Canada joins nations banning sale of ICE vehicles

It seems that more and more nations are beginning to adopt a policy of allowing only brand new electric-powered vehicles to be sold in their jurisdictions in the near future. Recently, Indonesia (currently Southeast Asia’s largest motorcycle market) declared that no more brand new Internal Combustion Engine (ICE) motorcycles should be sold in the country by 2050.

Singapore also adopted a similar policy by banning motorcycles they consider “old” from their streets by 2028. India, as well as some European nations, had already enacted similar measures earlier. Now, Canada is the newest country that’s taking on drastic measures to significantly cut greenhouse gas emissions.

In a recent announcement from the Canadian government agency, Transport Canada (TC), which is the Philippines’ DOTr counterpart, they are accelerating the complete eradication of ICE-powered vehicles by outlawing them by 2035 – which is 5-years earlier than the original 2040 plan.

“Today, we take another important step on the road to net zero by accelerating our zero-emission vehicle targets to 2035. Achieving this target will require all Canadians, and businesses big and small, to embrace the change and go electric. That is why we will continue to invest in measures that put Canadians in the driver’s seat to a net zero future,” said Seamus O’Regan Jr , the Canadian minister of natural resources.

To put it simply, the sale of all brand-new, light to medium duty road vehicles powered by internal combustion engines will be banned by 2035.

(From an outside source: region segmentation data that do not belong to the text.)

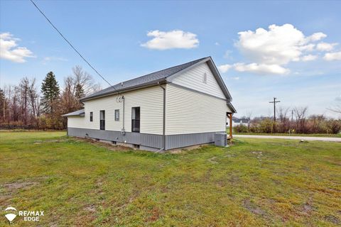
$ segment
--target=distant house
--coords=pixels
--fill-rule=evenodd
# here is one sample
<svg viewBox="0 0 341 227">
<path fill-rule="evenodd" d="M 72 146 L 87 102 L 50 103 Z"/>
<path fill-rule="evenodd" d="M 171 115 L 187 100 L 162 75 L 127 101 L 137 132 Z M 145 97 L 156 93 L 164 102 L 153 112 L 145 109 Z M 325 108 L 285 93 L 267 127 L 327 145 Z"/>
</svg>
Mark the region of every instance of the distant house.
<svg viewBox="0 0 341 227">
<path fill-rule="evenodd" d="M 214 142 L 236 112 L 232 100 L 208 57 L 104 89 L 64 116 L 68 135 L 168 150 Z"/>
<path fill-rule="evenodd" d="M 240 125 L 247 126 L 249 125 L 249 121 L 247 118 L 238 118 L 236 117 L 232 117 L 232 127 Z M 229 126 L 228 122 L 227 123 L 227 126 Z"/>
</svg>

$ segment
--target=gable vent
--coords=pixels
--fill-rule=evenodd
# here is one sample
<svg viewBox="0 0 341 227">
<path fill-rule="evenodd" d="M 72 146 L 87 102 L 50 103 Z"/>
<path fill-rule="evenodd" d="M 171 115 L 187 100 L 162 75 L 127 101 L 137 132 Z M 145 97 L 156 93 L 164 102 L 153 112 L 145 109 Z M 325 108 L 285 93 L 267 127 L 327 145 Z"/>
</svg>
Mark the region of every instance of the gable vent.
<svg viewBox="0 0 341 227">
<path fill-rule="evenodd" d="M 207 84 L 207 74 L 206 72 L 204 73 L 202 75 L 202 83 Z"/>
</svg>

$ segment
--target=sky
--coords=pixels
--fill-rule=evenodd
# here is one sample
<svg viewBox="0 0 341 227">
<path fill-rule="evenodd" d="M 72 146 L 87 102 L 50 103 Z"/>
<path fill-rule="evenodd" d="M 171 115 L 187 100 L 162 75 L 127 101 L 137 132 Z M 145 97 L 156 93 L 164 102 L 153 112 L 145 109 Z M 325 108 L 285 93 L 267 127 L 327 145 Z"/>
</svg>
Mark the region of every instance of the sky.
<svg viewBox="0 0 341 227">
<path fill-rule="evenodd" d="M 237 116 L 308 106 L 340 117 L 341 1 L 35 1 L 111 83 L 211 56 Z M 0 1 L 0 87 L 80 65 L 107 84 L 29 1 Z"/>
</svg>

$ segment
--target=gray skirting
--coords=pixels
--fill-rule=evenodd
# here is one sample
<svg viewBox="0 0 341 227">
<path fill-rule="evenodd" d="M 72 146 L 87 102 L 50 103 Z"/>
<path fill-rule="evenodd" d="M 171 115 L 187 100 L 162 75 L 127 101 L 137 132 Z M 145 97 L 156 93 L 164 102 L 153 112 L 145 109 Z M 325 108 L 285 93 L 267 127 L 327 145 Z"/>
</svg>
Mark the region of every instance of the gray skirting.
<svg viewBox="0 0 341 227">
<path fill-rule="evenodd" d="M 163 148 L 163 135 L 147 133 L 126 132 L 123 135 L 120 131 L 90 128 L 67 128 L 67 135 L 77 137 L 90 137 L 95 139 L 137 144 L 146 147 Z"/>
<path fill-rule="evenodd" d="M 215 143 L 215 133 L 216 132 L 168 135 L 166 136 L 166 150 L 170 150 L 194 145 Z"/>
<path fill-rule="evenodd" d="M 195 145 L 214 143 L 215 134 L 216 133 L 218 132 L 166 135 L 165 150 L 167 150 Z M 136 144 L 140 145 L 141 147 L 153 148 L 154 149 L 163 148 L 163 136 L 162 135 L 126 132 L 125 135 L 122 135 L 120 131 L 78 128 L 67 128 L 67 135 L 70 136 L 90 137 L 109 141 Z"/>
</svg>

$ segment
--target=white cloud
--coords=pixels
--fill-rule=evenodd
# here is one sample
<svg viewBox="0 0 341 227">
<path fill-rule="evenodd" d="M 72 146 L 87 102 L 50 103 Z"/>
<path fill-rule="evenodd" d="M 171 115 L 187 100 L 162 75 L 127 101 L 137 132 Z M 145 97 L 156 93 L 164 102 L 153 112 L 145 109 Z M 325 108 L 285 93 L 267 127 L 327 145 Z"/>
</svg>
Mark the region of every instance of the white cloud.
<svg viewBox="0 0 341 227">
<path fill-rule="evenodd" d="M 330 51 L 332 50 L 332 49 L 334 49 L 334 46 L 337 45 L 337 43 L 320 43 L 316 45 L 316 50 L 320 51 Z"/>
<path fill-rule="evenodd" d="M 325 55 L 323 59 L 327 61 L 341 60 L 341 51 L 328 52 Z"/>
<path fill-rule="evenodd" d="M 313 33 L 310 36 L 307 37 L 307 40 L 315 42 L 315 41 L 318 41 L 320 40 L 322 40 L 323 38 L 325 38 L 326 37 L 327 37 L 327 35 L 325 35 L 325 33 Z"/>
<path fill-rule="evenodd" d="M 45 65 L 52 61 L 67 62 L 68 60 L 62 57 L 48 56 L 43 59 L 43 64 Z"/>
<path fill-rule="evenodd" d="M 304 34 L 293 25 L 281 26 L 271 25 L 269 31 L 258 28 L 256 31 L 238 33 L 239 40 L 237 46 L 249 60 L 268 65 L 286 65 L 298 61 L 304 50 L 311 50 L 313 44 L 310 40 L 318 40 L 325 35 L 315 33 L 305 38 Z"/>
<path fill-rule="evenodd" d="M 219 71 L 224 73 L 224 72 L 226 72 L 229 71 L 229 70 L 231 69 L 231 67 L 233 67 L 233 65 L 229 65 L 229 64 L 222 65 L 218 66 L 218 70 L 219 70 Z"/>
<path fill-rule="evenodd" d="M 33 52 L 26 48 L 18 47 L 15 38 L 9 33 L 0 33 L 0 58 L 15 62 L 25 62 L 26 57 L 33 57 Z"/>
<path fill-rule="evenodd" d="M 155 30 L 148 32 L 147 36 L 153 37 L 153 38 L 141 45 L 148 49 L 161 50 L 175 48 L 191 49 L 199 45 L 197 35 L 181 30 L 168 32 Z"/>
<path fill-rule="evenodd" d="M 318 32 L 306 36 L 291 24 L 269 26 L 268 29 L 259 28 L 255 31 L 238 33 L 239 39 L 235 46 L 246 58 L 245 62 L 239 62 L 220 70 L 227 72 L 233 68 L 239 72 L 259 74 L 285 74 L 290 72 L 288 64 L 292 62 L 313 61 L 318 59 L 322 51 L 330 51 L 337 43 L 316 42 L 327 37 Z M 311 54 L 310 52 L 313 52 Z M 338 53 L 328 53 L 324 59 L 338 59 Z"/>
<path fill-rule="evenodd" d="M 236 63 L 234 65 L 234 68 L 239 72 L 251 72 L 257 74 L 284 74 L 290 72 L 289 70 L 276 64 Z"/>
<path fill-rule="evenodd" d="M 302 60 L 303 62 L 313 61 L 314 60 L 316 60 L 318 57 L 318 55 L 308 55 L 302 57 Z"/>
</svg>

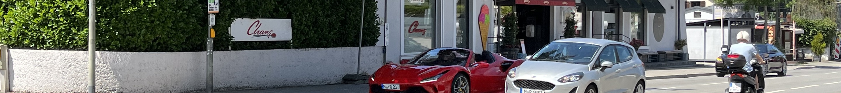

Are ICE motorcycles included in the ban?

Well, that’s still for clarification. According to, this is what the Canadian government had to say about two-wheelers being included in the ban:

“Transportation is the second-largest source of greenhouse gas emissions in Canada, accounting for a quarter of Canada's total emissions. At the moment, the Government of Canada’s objective is to reduce emissions from cars and light trucks, which together represent half of transportation greenhouse gas emissions.”

As such, it looks like motorcycles are safe for the mean time.

Will the Philippines follow?

Currently, Pinoy petrol heads have nothing to worry about, since our country has yet to come up with a clear-cut and cost-effective policy to reduce our greenhouse emissions. In fact, the current emissions restriction for motorcycles is still at Euro-3. But who knows?

The election season is just around the corner and it is very likely that one of the candidates seeking office may just have an EV-only policy included in his or her platform.